By Matters India Reporter

New Delhi, March 5, 2025: John Dayal, a veteran journalist-turned human rights activist, was among three people chosen on March 5 for fighting for the cause of civil liberties and religious freedom.

The annual Quaide Milleth Award, established in 2015, is given by the Chennai-based Quaide Milleth Educational and Social Trust involved in the advancement of underprivileged sections of society.

Church of South India Bishop V Devasahayam of Thoothukudi-Nazareth was in the four-member jury that chose also Navid Hamid and Vipin Kumar Tripathi for this year’s award.

Dayal, based in New Delhi, has served as the treasurer of the Editors’ Guild of India and a member of the National Integration Council. The 76-year-old Catholic was the secretary general of the All India Christian Council and president of the All India Catholic Association, the largest association of the Catholic laity in the country.

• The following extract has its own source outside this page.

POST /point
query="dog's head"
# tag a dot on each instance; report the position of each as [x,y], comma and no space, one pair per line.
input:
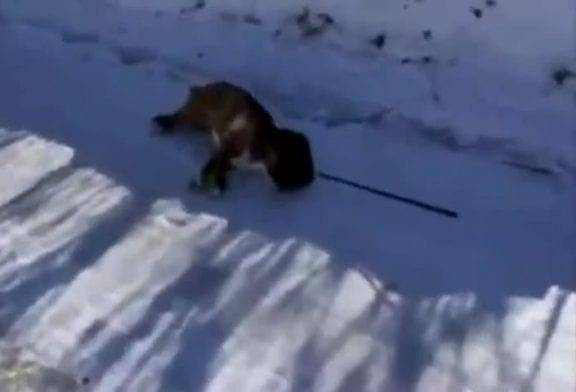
[293,166]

Hamid also was a member of the National Integration Council, formed in 1961 as a group of senior politicians and public figures in India to help the federal government address communalism, casteism and regionalism and problems. He is a former president of the All India Majilise Mushawarat, an umbrella body of Indian Muslim organizations, and general secretary of Movement for Empowerment of Muslim Indians.

Tripathi, a leading scientist and former professor of New Delhi’s Indian Institute of Technology who will turn 77 on March 11, was instrumental in maintaining peace and harmony. In the aftermath of Bhagalpur riots in 1990, he launched his Sadbhav Mission to develop a grassroots resistance against communalism and mobilizing people on basic issues like education. It is now engaged in the rehabilitation of the victims of sectarian violence.

The term “Quaid Milleth” means leader of the (Muslim) community and the award honors Mohamed Islmail Sahib (1896-1972), a politician and social worker from the southern Indian state Tamil Nadu.

The first recipients of the award were social activist Teesta Setalvad and Communist leader R Nallakannan in 2015. The previous award was given in 2013 to senior journalist N Ram and Abusaleh Shariff, chief scholar and mentor at US-India Policy Institute, Washington.

Dayal was born on October 2, 1948, in New Delhi. He studied physics at Delhi’s St. Stephen’s College before becoming a journalist. He served as war correspondent or foreign correspondent in the Middle East, North Africa, South Asia and Europe.

He became editor and CEO of the Delhi Mid Day, an afternoon newspaper.

Dayal continues to provide commentary and analysis in print and on national TV and radio. He has headed the governing boards of several colleges of Delhi University, and has taught as a visiting teacher at several universities in northern India.

As an activist he has worked on such issues as displacement of tribal people, opposition to nuclear weapons, forced disappearances and impunity. During more than forty years he has investigated a great many cases of human rights abuse aimed at Christians.

In 2007, Dayal was in the five-member Fact Finding Team that went to Phulbani area of Kandhamal district in Orissa to investigate violence against Christians.